Les médias israéliens ont fait état pour leur part de 22 à 23 morts, dont plusieurs écoliers, mais, le directeur de l'hôpital du camp de Rafah, le Dr Ali Moussah, a contesté ce bilan, tout en estimant que le nombre de morts augmenterait sans doute, au vu de l'état de certains blessés.
Les tirs de missiles, provenant d'un hélicoptère, selon certains, d'un char, selon d'autres, ont semé la panique parmi la foule qui manifestait contre la destruction par des bulldozers de l'armée de centaines d'habitations dans le quartier de Tel Sultan, en lisière de la frontière égyptienne.
Selon un témoin, au moins trois missiles ont été tirés. Les corps de victimes ont été déchiquetés. Les manifestants se sont rués vers des abris, certains emmenant avec eux des blessés maculés de sang.
"L'armée israélienne enquête sur cet incident. Il s'est produit dans une zone de combat truffée d'engins explosifs déposés par avance par les Palestiniens. Il est encore trop tôt pour savoir ce qui s'est réellement passé à Rafah", a déclaré à Reuters un porte-parole de Tsahal, le capitaine Sharon Feingold.
Cet incident porte à au moins 33 - un bilan sans aucun précédent - le nombre de Palestiniens tués depuis le début, mardi, de ce qui apparaît comme l'opération la plus massive de l'armée israélienne à Gaza en 37 ans d'occupation de ce territoire.
Les hôpitaux du camp sont débordés par le nombre de blessés et les cadavres ont parfois été stockés dans des congélateurs de commerces voisins transformés en morgues improvisées pour les préserver de la chaleur.
Quelques heures plus tôt, l'armée, qui encercle le camp de réfugiés de Rafah, avait lancé par haut-parleurs des appels à la reddition de tous les activistes palestiniens, leur intimant l'ordre de sortir de leurs cachettes en agitant des drapeaux blancs.
CONDAMNATION INTERNATIONALE
Les soldats, qui poursuivent leur traque systématique des activistes maison par maison, ont ordonné le regroupement dans une école locale de tous les hommes âgés de plus de 16 ans, rapportent des témoins, bien que Tsahal dise ne rechercher que les activistes armés.
Certains habitants de Rafah ont fait état de voisins abattus sommairement par des soldats alors qu'ils émergeaient de leurs maisons conformément aux ordres des soldats. Selon l'armée, des hommes se rendent mais d'autres tirent aveuglément des toits des habitations.

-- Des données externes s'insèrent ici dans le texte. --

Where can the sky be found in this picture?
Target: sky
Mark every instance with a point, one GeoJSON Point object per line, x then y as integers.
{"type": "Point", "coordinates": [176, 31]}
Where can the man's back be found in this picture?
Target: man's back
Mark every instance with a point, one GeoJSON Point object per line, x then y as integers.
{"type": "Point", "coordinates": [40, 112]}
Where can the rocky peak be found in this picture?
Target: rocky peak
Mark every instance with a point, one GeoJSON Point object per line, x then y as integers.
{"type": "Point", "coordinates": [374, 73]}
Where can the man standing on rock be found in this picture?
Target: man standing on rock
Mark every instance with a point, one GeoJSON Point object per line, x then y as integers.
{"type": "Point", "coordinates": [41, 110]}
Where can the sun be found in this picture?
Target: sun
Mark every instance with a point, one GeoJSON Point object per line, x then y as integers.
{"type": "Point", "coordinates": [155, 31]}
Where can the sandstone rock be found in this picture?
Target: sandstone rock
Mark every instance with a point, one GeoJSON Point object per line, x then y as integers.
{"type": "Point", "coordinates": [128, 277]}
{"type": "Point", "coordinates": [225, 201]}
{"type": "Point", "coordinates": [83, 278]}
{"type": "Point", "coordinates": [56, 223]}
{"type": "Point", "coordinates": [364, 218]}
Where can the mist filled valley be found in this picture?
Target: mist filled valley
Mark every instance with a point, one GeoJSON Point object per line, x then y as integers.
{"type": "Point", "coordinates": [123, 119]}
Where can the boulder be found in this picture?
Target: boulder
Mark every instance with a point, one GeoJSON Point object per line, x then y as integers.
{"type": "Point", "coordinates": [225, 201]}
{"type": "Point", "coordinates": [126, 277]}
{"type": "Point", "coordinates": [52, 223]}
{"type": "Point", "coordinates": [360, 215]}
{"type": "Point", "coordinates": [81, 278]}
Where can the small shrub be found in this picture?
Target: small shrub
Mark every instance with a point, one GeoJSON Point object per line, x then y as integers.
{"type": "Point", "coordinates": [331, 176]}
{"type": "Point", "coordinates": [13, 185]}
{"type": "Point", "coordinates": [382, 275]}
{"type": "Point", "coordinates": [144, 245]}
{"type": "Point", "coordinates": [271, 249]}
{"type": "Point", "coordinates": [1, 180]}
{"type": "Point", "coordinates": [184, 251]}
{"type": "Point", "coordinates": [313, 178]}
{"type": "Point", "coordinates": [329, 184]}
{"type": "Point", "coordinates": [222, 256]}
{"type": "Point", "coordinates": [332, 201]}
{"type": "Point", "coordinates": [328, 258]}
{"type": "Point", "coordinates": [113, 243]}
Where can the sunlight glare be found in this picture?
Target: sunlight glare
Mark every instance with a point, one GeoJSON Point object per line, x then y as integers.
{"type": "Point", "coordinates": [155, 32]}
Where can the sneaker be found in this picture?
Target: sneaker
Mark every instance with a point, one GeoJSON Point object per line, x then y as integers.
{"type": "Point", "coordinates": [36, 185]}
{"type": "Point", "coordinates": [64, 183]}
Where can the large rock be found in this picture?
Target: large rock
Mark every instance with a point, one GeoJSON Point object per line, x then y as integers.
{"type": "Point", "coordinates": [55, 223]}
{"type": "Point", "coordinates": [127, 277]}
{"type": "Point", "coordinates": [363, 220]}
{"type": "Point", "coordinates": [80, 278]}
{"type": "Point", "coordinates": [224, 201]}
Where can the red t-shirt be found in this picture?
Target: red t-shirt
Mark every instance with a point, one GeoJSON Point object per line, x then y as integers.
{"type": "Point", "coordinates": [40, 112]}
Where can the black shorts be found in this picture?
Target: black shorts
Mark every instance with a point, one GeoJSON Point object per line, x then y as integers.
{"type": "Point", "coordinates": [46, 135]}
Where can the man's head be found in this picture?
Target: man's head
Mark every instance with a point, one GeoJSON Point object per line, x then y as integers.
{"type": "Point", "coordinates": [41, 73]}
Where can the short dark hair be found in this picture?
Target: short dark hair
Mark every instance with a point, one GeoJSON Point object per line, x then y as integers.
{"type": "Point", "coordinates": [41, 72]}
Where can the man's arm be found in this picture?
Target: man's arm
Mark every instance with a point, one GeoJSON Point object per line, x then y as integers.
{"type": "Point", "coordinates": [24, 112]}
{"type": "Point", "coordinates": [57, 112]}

La violence dans la bande de Gaza s'est intensifiée depuis le rejet ce mois-ci par le Likoud au pouvoir du plan du Premier ministre Ariel Sharon visant à évacuer unilatéralement le territoire palestinien capturé à l'Egypte en 1967.
La semaine dernière, Tsahal a perdu 13 hommes lors d'une incursion quasi-routinière qui a incité Sharon à lancer l'opération de vaste envergure en cours depuis mardi pour élargir le "couloir de sécurité" entre la frontière égyptienne et le camp de Rafah.
Cette opération, qui implique la démolition de centaines d'habitations, a été condamnée par la communauté internationale, de l'Union européenne à la Ligue arabe en passant par les Nations unies.
Le président George Bush, qui s'est aligné récemment sur la politique de Sharon, s'était dit mardi "troublé" par la recrudescence de la violence, mais, après les incidents de mercredi, la Maison blanche a déclaré être "très préoccupée" et avoir demandé un compte rendu des faits à Israël.